Payne is definitely hoping history doesn’t repeat itself tonight.
Coincidentally, his 300th SEABL game — he played 57 games with the Knox Raiders over the 2008 and 2009 seasons — came against the Pioneers at the same venue two years ago.
The result that night for the Bandits?
An 81-58 beatdown by the less-than-welcoming hosts.
And, aside from the milestone factor, the SEABL’s defending champions desperately need a victory, presently riding a three-game losing streak.
It’s a tough weekend for the Bandits with a trip to Sandringham tomorrow night following tonight’s game against the Pioneers.
A pair of losses would leave the Border club teetering with a 1-6 record.
Payne acknowledged that the Bandits simply needed to score more or playoff oblivion awaited.
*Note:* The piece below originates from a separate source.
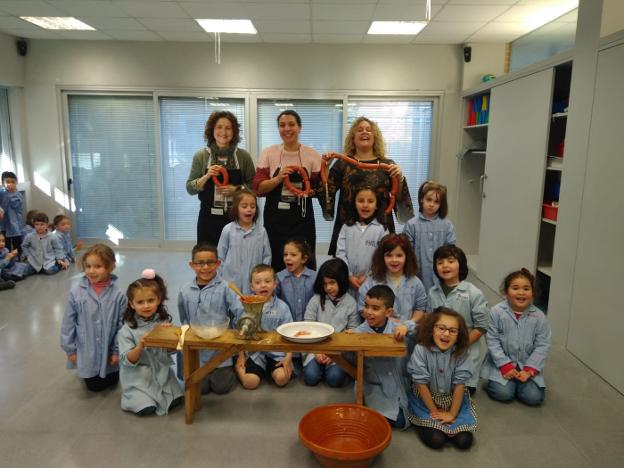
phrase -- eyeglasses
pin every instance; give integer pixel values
(442, 329)
(202, 263)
“Absolutely, we need a win, we just need to play with a bit more togetherness at the offensive end,” Payne said.
“Our defensive efforts have been quite good but we need a bit more flow on offence.
“If we play well, I think it’s possible we can get two wins this weekend.
“They’re two very tough teams but it’s an exciting challenge and one to look forward to.”
With so much focus on the struggles of new import guard Eric Vann, Payne took a somewhat different tack and called on the Australian contingent of the team to step up and deliver.
But Payne admitted there had to come a time for Vann’s shot selection and, hence, his scoring output, to improve.
“I think Eric is still finding his feet,” Payne said.
“We’re still finding out what makes him tick, what position he is more comfortable in and what he likes to do, we’re still finding the best way to get the best out of him.
“I think people are focusing on him too much. The lift needs to come from us Australian guys, it’s not Momo (Ntumba) or Eric, it’s Ben (Hollis), Alex (Opacic), myself and Jack Duck and Matt de Koeyer off the bench. We’re the ones who need to lift this team to the next level.
“The imports in our system have to be able to put points on the board; he hasn’t shot the ball well lately but I think that comes down to him finding a comfort level and selecting better shots.
“I don’t think the shots he’s taking in our offence are all that great at the moment.
“He’s a great athlete and once he gets used to the physicality of the league, I’m sure he’ll start putting some points up. Hopefully this weekend is a good time to start.”